Über Kindersparbücher. Vorsorge und Altersarmut

Wie ein Haufen Kleingeld und ein Artikel über Altersarmut mich dazu gebracht haben, mich endlich mal mit dem Thema Finanzen auseinanderzusetzen:

In meiner Handtasche trage ich seit ein paar Tagen die ausgefüllten Anträge für die Sparbücher der Kinder mit mir rum.

In ihrem Kinderzimmer steht ein kaputtes Sparschwein, das restliche Kleingeld befindet sich, nach Wert geordnet, in einer Kiste. Plus – ein lose herumflatternder Zwanziger.

Ein Sparkonto für dieses ganze Kleingeld und eben auch für Geburtstagsgeld und Co. wollen wir den Kindern schon lange anlegen. Und immer öfter frage ich mich in den letzten Monaten – ab wann verstehen Kinder eigentlich den Wert von Geld?

Kinder und Geld

Wie bringt man Kindern den richtigen Umgang mit Geld bei? Wann ist der richtige Zeitpunkt für Taschengeld? Wieviel Taschengeld gibt es in welchem Alter? Was sollen die Kinder davon alles kaufen müssen?

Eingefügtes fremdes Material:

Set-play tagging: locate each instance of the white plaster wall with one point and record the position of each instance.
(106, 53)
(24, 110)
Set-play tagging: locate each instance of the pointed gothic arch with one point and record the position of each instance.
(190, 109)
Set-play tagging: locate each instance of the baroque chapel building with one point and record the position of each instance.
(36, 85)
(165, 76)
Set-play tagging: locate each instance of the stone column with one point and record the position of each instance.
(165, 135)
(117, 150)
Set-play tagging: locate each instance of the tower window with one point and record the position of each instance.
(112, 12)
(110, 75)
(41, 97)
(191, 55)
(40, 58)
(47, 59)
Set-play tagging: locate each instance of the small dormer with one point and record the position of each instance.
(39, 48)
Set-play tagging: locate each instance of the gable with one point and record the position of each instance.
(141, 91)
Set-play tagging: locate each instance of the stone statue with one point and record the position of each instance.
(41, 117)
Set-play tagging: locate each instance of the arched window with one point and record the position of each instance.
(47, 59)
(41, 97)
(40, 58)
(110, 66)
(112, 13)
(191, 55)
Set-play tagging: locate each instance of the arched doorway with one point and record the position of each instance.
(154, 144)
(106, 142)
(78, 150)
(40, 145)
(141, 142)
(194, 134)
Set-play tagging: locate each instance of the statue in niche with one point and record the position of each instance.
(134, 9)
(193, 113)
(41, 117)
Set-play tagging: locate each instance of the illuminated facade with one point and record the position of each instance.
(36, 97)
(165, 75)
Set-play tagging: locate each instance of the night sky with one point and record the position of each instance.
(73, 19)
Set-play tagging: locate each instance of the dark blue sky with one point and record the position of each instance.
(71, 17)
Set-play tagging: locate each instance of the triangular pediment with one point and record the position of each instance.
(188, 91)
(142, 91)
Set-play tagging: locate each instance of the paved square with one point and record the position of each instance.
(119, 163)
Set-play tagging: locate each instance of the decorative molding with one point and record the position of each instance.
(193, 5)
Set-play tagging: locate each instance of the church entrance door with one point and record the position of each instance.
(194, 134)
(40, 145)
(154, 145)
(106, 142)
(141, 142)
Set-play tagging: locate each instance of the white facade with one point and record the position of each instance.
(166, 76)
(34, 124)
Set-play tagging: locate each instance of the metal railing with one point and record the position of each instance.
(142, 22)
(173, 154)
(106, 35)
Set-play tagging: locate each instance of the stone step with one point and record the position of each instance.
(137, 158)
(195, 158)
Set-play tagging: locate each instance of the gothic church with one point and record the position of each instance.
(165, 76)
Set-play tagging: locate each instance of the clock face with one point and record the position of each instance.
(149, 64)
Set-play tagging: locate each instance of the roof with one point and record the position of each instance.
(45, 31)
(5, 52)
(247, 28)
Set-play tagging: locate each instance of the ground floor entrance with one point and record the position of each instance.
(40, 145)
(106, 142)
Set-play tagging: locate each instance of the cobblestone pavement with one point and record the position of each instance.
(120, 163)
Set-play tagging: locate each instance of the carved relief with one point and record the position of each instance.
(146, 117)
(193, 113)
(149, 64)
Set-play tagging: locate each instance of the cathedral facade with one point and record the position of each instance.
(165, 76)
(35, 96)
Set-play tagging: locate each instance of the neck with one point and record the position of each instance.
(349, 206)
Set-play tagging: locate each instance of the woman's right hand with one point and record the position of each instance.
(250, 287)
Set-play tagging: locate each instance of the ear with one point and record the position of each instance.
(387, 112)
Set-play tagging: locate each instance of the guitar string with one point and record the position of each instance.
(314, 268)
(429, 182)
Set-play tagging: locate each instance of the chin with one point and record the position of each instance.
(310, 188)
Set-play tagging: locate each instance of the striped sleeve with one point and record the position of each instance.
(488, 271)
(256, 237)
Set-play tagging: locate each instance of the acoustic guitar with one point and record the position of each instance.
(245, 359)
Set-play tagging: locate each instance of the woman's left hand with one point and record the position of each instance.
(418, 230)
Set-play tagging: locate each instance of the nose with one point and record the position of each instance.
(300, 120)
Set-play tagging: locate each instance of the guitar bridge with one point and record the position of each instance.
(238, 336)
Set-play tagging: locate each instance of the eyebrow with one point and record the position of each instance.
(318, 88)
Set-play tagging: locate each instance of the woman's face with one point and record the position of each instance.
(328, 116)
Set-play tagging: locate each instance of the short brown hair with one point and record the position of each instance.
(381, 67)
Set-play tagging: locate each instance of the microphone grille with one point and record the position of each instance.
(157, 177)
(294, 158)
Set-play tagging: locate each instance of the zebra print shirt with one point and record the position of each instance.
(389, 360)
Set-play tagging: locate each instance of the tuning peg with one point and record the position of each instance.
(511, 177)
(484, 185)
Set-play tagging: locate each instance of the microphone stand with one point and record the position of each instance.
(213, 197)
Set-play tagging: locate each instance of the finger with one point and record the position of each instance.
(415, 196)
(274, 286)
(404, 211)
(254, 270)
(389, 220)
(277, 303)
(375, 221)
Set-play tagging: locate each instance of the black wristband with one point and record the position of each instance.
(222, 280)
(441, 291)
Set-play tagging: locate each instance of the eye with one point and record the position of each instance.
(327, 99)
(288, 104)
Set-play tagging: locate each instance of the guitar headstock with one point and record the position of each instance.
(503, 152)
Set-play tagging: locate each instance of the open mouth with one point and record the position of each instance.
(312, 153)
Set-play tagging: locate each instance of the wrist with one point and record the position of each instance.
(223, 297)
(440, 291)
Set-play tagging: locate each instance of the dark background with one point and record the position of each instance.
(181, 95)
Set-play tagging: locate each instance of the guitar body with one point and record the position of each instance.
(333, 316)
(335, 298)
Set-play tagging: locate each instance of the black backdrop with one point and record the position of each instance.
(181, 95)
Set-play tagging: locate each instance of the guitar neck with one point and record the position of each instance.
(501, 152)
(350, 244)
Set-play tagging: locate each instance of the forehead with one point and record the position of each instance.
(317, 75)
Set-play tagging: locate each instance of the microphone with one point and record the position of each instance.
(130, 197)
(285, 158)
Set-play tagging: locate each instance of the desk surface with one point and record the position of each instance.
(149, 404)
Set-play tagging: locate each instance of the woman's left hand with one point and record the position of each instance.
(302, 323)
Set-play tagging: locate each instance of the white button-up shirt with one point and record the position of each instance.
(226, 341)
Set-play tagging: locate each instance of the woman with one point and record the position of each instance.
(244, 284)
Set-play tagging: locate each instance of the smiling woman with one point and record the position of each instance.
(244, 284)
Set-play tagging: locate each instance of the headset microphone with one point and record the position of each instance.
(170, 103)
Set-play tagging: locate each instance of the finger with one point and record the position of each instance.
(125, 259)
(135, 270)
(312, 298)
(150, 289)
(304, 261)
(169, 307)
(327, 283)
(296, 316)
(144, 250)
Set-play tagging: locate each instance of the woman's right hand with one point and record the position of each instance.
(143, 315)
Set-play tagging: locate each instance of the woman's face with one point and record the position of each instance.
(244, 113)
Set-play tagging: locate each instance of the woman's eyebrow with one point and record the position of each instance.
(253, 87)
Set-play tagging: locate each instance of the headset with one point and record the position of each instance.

Können Kinder schon einschätzen, wie teuer ein Geschenk war? Verdirbt es den Charakter, wenn sie schon in jungen Jahren lernen, eher auf Qualität statt auf Masse zu setzen?

Zu viel und zu teuer

Ein Aspekt, der sicher eine Rolle spielt, warum mich das Thema Kinder und Geld so beschäftigt, ist, dass mir oft vorgeworfen wird, dass unsere Kinder zu viel haben. Zu viel und zu teuer. Klamotten, Spielzeug, Kleiderschrank.

Ich persönlich bin der Meinung, dass ein Kind weder mit dreieinhalb noch mit fünf den Unterschied einschätzen kann, ob etwas 500 oder 1500 Euro kostet. Einfach, weil sie den Wert noch nicht greifen können. Der einzige Maßstab, an dem sie die Summe messen könnten, wäre, wenn man ihnen sagt: für 1500 Euro muss ich so viele Tage arbeiten und für 500 Euro nur so viele Tage.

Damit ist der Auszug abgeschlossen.